Company Focus: Chipotle’s Road to Redemption (Round 2)

TL;DR: Chipotle’s paid sick leave policy was implemented too late, although the company looks ready to stay the course despite associated financial costs. 

In its 22 December 2015 coverage of Chipotle’s food contamination crisis, Bloomberg delivered a scathing criticism on the food chain: “Smugness and happy talk about sustainability aren’t working anymore.” Before its food contamination crisis, Chipotle had plenty of things to be smug about. But the crisis exposed weaknesses in the company’s operations. Behind its feel good marketing slogans is the reality that Chipotle is only “human” after all.

ESG Spotlight: Human Capital and Labor 

As an employer, Chipotle is generally well-regarded. It has a 3.4 star rating at Glassdoor, and a 4 star rating at Indeed. Most reviews substantiate the company’s emphasis on a sustainable food culture and the career development of its people. Negative feedback are focused on local restaurant issues, which is normal for the nature of Chipotle’s business. Until the food contamination crisis,  Chipotle’s biggest labor headache had been allegations of illegal labor in 2011 to 2012.

However, there is nothing like a crisis to peel away layers of marketing and public relations masks, and expose inadequacies that, had they been addressed early on, may have prevented the crisis in part or in its entirety.

Until July 2015, Chipotle did not offer paid sick leave to its more than 50,000 hourly employees. It announced the new benefit in June as part of its “employee branding effort” to be more competitive and retain talent. But what was lost in the company’s announcement was that state regulations requiring payment of sick leave benefits to all workers had started to take into effect in the summer of 2015. California’s paid sick leave law and Massachusetts’ Earned Sick Time law, for example, took effect on July 1, 2015. By offering paid sick leave to hourly employees, Chipotle was not doing anything special; it was merely complying with state law.

By July 2015, Chipotle already had its first E.coli outbreak in Seattle. By August, its first norovirus outbreak was recorded in Simi Valley, California. While not all the outbreaks through December are linked to sick employees, it is possible that had the paid sick leave policy been in place earlier than July 1st, the outbreaks linked to human illness may have been prevented. Indeed, in January 2016, Chipotle reinforced its paid sick leave policy, noting that it ensures “that ill employees have no incentive to work while ill.”

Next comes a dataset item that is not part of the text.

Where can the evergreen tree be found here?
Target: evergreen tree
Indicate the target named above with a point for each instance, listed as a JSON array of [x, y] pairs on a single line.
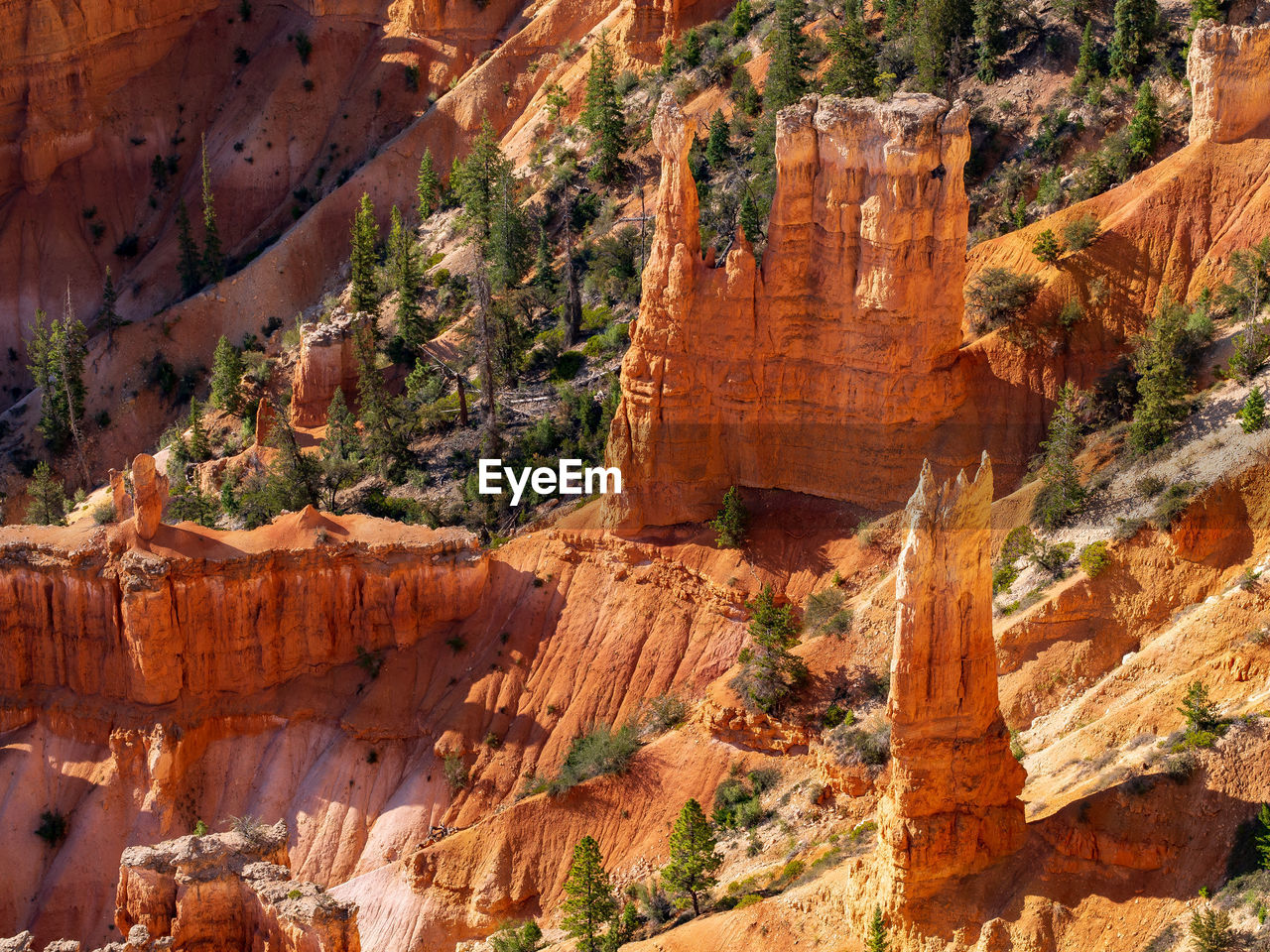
[[508, 245], [404, 275], [199, 447], [717, 141], [108, 316], [940, 28], [771, 670], [1134, 30], [694, 856], [876, 941], [48, 498], [1164, 381], [340, 451], [56, 352], [1144, 127], [989, 19], [381, 439], [1062, 494], [1252, 414], [226, 377], [852, 63], [1047, 246], [602, 114], [429, 186], [748, 218], [729, 525], [786, 79], [213, 261], [589, 896], [187, 262], [363, 238], [1087, 62]]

As of December 31, 2015, hourly employees accounted for 91% of Chipotle’s workforce of 59,330. It would not be a stretch the say that hourly employees are the lifeblood of the company’s operations. Chipotle itself reports in its FY2015 10-K filing that in a typical restaurant, it has 23 full time and part time employees. It is likely that these employees have some form of direct contact with food. The US food industry is notoriously averse to improving labor standards in the absence of federal or state legislation. Behind its successful “Food with Integrity” campaign, Chipotle is a business like all others and its failure to provide sick leave benefits was in line with industry peers. But short-sightedness has a price, and in Chipotle’s case, the price was steep and unforgiving.

Expanding labor benefits will add pressure on Chipotle’s labor costs, which have been steadily increasing since 2011. But the company appears to be staying the course, and all the better for its workers and customers.